Data centers may soon emulate Indian IT services firms in tech hiring
India’s booming data center industry may soon emulate the Indian IT services sector in terms of job offers. Data centres, which are of strategic importance to digital infrastructure and in securing data by localization, are expected to grow 7-10 times in the next five years, spawning thousands of new job opportunities for technology professionals.
Prominent employers seeking data center talent include firms such as Dell, Accenture, NTT Global, IBM, Flipkart, ICICI, Capgemini, Wells Fargo, Oracle, Bharti Airtel and more.
Enterprise data center functions and commercial cloud service businesses of large players like Google, Amazon and Microsoft are also expected to provide regular intake of talent and replacement hiring. In addition, commercial data centers will also have demand for non-tech talent in customer facing and support roles.
Manoj Paul, managing director of American data center firm Equinix, said the industry will require systems engineers, and skilled employees to manage equipment, network managers, and product managers, along with admin staff. “There will be opportunities for employment from the construction stage of data centers till finally running them on an everyday basis,” he added.
Data sourced from specialist staffing firm Xpheno show that more than 8000 positions have been listed by the industry in the last two weeks alone.
Kamal Karanth, co-founder of Xpheno, believes the workforce demand will grow even more as the industry is expected to nearly double its capacity in the next two years. The current installed capacity of data centers across Mumbai, Chennai, Pune, Hyderabad, Delhi NCR, Bengaluru and Kolkata is over 10.5 million square feet and around 500 MW.
This capacity, according to Karanth, is expected to increase by another six million square feet and to 990 MW in the next two years. He noted that while the overall workforce may not grow at the same rate, a prominent spike is still on the cards.
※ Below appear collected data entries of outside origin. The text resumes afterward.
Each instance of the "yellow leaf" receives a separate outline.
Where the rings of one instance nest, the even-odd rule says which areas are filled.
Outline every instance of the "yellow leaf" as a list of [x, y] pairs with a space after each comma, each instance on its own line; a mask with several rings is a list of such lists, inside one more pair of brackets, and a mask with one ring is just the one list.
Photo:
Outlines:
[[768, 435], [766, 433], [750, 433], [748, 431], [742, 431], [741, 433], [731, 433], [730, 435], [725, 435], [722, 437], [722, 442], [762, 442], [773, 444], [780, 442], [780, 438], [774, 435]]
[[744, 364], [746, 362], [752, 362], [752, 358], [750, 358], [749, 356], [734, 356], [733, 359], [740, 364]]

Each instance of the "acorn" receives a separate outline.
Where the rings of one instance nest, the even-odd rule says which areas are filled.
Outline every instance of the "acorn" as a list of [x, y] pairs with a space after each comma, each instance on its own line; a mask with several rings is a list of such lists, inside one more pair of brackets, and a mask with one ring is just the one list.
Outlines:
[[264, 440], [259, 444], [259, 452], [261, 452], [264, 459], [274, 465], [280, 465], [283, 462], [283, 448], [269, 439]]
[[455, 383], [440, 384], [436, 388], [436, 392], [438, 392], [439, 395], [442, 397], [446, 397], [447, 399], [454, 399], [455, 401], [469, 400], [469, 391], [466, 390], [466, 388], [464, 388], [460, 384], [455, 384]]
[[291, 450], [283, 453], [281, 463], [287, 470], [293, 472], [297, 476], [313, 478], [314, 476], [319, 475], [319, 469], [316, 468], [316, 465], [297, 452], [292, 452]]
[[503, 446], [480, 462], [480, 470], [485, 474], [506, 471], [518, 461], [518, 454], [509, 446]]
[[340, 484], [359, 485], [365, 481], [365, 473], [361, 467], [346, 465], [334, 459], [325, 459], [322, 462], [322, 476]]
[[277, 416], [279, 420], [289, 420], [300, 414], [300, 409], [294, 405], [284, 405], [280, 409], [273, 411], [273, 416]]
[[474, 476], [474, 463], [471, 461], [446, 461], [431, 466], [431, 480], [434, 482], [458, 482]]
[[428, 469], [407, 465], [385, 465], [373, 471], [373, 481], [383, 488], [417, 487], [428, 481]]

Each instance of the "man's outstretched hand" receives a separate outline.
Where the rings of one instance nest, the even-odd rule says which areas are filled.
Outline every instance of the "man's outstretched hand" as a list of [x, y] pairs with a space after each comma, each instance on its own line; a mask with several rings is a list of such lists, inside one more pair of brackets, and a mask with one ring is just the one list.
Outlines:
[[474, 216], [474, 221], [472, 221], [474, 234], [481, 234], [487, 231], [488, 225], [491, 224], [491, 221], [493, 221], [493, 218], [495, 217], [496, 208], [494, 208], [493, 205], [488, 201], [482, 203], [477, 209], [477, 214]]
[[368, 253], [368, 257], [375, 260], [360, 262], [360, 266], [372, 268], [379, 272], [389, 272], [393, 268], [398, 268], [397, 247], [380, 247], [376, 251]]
The grant of infrastructure status to the data centre industry in the Union budget proposals made on February 1 is only expected to boost this demand.
Sanchit Vir Gogia, chief analyst and founder of Greyhound Research, corroborated that the momentum for data centers is expected to grow significantly by 2025. He added that the government has to “ensure the confluence of factors” like providing adequate power supply and passing of the Data Protection Bill in order for data centers to grow.
The existing supply of talent for IT services companies will play a role in hiring in the data center sector. “India also has a pool of chief information officers (CIOs) and tech teams at the user end that have, for the longest time, been trained on data centre architecture,” Gogia explained.
Data centre investments in India are expected to reach $4.6 billion per annum by 2025, according to report by Nasscom from last year. The report added that Mumbai, Chennai, Bengaluru, Hyderabad, and Delhi NCR are amongst the major data centre locations in the country, on the back of good fiber connectivity, proximity to customers, availability of skilled workforce, and submarine cable connectivity.
The report also noted that availability of skilled workforce is one of the major site selection criteria for data center development and operations. “Engineering skill shortage is a major challenge in developed data center markets such as North America and Western Europe, where it is a benefit for India to position itself as a major data centre hub,” the report said.
That said, the demand is only set to rapidly increase. “India needs 7-10 times more data center capacity than what is available today to match the size and scale of mature global markets, despite a reasonable capacity addition in the last five years,” said Sunil Gupta, chief executive officer of Yotta Infrastructure. Yotta expects to add over 1000 employees to run its data centre facilities and provide customer facing services. In addition, the company plans to add 2500 indirect resources for construction of data centers over the next two years.
According to Gupta, the company expects to invest over Rs. 15,000 crore over the next 5-7 years in creating massive business critical data centers, providing cloud networking and other information technology infrastructure.